Paper MN-ThP8
Development of High-Density Cylindrical Ion Trap Array for Mass Spectrometer

Thursday, October 21, 2010, 6:00 pm, Room Southwest Exhibit Hall

This paper presents the development of high-density cylindrical ion trap array for mass spectrometer (CIT-MS).The previous research has mainly focused on the adjusting the ring electrode radius r₀, cylinder length z₀, and endplate hole electrode r_H (Figure 1) and developing a fabrication process involving a back-to-back bonding of two half CIT structures. However, recently it has been noticed that a key factor that limits the performance of the CIT is the high capacitance between endplate electrodes and ring electrode due to the small gap; besides, the back-to-back bonding of two half structures could bring a maximum 5 micron misalignment. Based on these concerns, a new geometry of CIT array for mass spectrometer has been designed; also a new fabrication process has been developed accordingly.

In the newly developed generation of CIT-MS, the geometry design of CIT has been focusing on increasing the gap between the ring electrode and endplate electrode. Several simulations have been done on this subject. Other important improvements include better ring-to-endplate aperture alignment using dedicated alignment marks during flip-chip bonding, hexagonal orientation of traps leading to smaller pitch between each trap to increase density (thereby more trapping volume per unit area of wafer), larger vacuum gaps for operation at higher voltages for increased mass range and selective metallization using lithography techniques to reduce the overlap area of ring and endplate electrodes for lower capacitance.

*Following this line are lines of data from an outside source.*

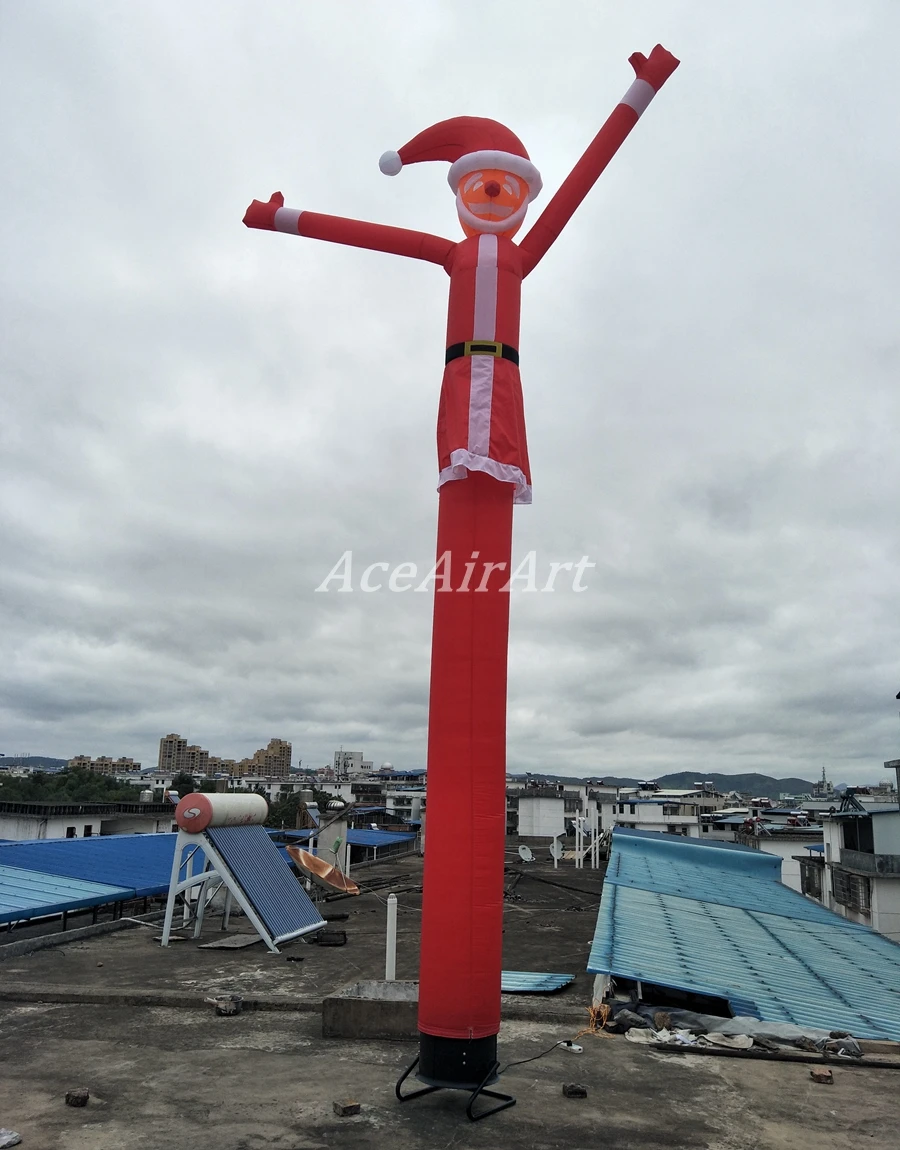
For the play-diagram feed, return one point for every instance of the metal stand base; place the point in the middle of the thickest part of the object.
(506, 1099)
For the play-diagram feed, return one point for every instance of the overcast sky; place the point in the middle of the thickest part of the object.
(198, 420)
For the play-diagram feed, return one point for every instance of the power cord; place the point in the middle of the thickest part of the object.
(566, 1043)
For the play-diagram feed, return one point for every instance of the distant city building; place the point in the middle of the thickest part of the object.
(102, 765)
(351, 764)
(176, 757)
(172, 754)
(271, 761)
(24, 821)
(858, 873)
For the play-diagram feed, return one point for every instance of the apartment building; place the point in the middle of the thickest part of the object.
(102, 765)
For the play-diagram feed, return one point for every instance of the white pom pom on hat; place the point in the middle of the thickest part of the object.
(391, 163)
(467, 143)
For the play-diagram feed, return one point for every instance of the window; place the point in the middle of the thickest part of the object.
(858, 835)
(851, 890)
(810, 880)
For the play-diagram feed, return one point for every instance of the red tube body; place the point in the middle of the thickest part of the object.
(462, 905)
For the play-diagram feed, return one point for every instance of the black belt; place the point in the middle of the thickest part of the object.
(482, 347)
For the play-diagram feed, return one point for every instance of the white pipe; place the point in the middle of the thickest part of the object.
(390, 960)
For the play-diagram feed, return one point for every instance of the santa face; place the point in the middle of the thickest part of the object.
(491, 200)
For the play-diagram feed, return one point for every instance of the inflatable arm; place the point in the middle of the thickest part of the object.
(651, 74)
(418, 245)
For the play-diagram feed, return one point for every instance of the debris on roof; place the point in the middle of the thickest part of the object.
(714, 919)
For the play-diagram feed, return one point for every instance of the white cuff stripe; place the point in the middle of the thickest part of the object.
(638, 96)
(286, 220)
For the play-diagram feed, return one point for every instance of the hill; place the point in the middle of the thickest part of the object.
(758, 786)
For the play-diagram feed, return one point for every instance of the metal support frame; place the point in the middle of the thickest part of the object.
(217, 871)
(481, 1091)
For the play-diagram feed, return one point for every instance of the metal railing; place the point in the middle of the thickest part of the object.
(870, 864)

A new fabrication process has been designed to achieve the improvements mentioned above. A suspended endplate electrode structure, using KOH/DRIE etching techniques, was used to increase the gap and reduce the overlapping area at the same time. To avoid surface charging of the dielectric surface that is exposed to ions, Atomic Layer Deposition (ALD) was investigated to deposit highly resistive (ZnO) layer on the dielectric surface to dissipate charge, while adding minimum to the capacitance. Flip-chip bonding was used to bond the ring-electrode and endplate electrodes and minimize the misalignment between the two substrates. With these considerations, both the esolution specificity and sensitivity are expected to improve. The design of optical mask for this process is underway and we report preliminary progress based on the latest findings.